A rational mysticism, then, may not be noteworthy if all it amounts to is an assumption of our free will. This may then be a good point for Horgan to review a decision he presented in "The End of Science" to esteem Nohm Chomsky at the expense of B.F. Skinner [ My review of "The End of Science" alludes to that]. Skinner's analysis of how to address private events (not only mystical but just plain thinking) in a natural science as well as his concerns about how religions may function as control agencies seems relevant to Horgan's investigations. Radical Behaviorism was, at least, an effort to follow natural scientific method. Whether it can help in a way mysticism can't I don't know, but I don't recall or other responsible Radical Behaviorists advocating we take drugs to induce special states of mind. They seem content with gradual steps at improving behaving.

Whether Horgan, who relegated Dzogchen (arguably as mind-blowing a teaching as to be found anywhere) to a footnote in this book, has more of offer about science and mysticism, I don't know.
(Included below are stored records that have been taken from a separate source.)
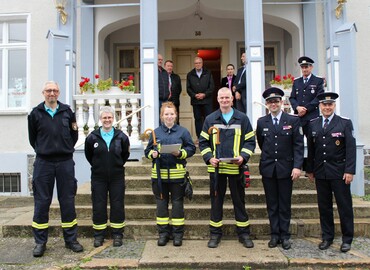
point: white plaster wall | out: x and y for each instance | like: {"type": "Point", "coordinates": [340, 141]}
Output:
{"type": "Point", "coordinates": [14, 133]}
{"type": "Point", "coordinates": [358, 11]}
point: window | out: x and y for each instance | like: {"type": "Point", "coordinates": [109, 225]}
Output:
{"type": "Point", "coordinates": [10, 182]}
{"type": "Point", "coordinates": [13, 62]}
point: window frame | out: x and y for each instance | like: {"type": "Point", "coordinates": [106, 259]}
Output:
{"type": "Point", "coordinates": [5, 47]}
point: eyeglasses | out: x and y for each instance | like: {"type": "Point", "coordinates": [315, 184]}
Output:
{"type": "Point", "coordinates": [48, 91]}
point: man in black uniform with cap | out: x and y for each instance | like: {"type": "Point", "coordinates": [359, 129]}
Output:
{"type": "Point", "coordinates": [331, 162]}
{"type": "Point", "coordinates": [280, 139]}
{"type": "Point", "coordinates": [305, 89]}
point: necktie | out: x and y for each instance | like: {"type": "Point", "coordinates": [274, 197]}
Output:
{"type": "Point", "coordinates": [275, 123]}
{"type": "Point", "coordinates": [326, 123]}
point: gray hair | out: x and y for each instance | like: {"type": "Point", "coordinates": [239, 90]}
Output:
{"type": "Point", "coordinates": [106, 109]}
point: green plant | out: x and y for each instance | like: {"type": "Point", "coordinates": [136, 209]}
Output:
{"type": "Point", "coordinates": [101, 85]}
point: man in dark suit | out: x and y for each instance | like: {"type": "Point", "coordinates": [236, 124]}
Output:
{"type": "Point", "coordinates": [280, 139]}
{"type": "Point", "coordinates": [305, 89]}
{"type": "Point", "coordinates": [331, 162]}
{"type": "Point", "coordinates": [240, 86]}
{"type": "Point", "coordinates": [174, 84]}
If the burden of rationality meant opting for Huston Smith and Ken Wilber, the cost of recognizing any genuine mystical input may have been too high. Perhaps what Horgan has done is popular, this cataloging of sciences and mysticisms. However, a return to science in the form of a study of Radical Behaviorism may be another area, besides just studying how people get by in ordinary ways, in which his exploratory and explanatory gifts may be better utilized.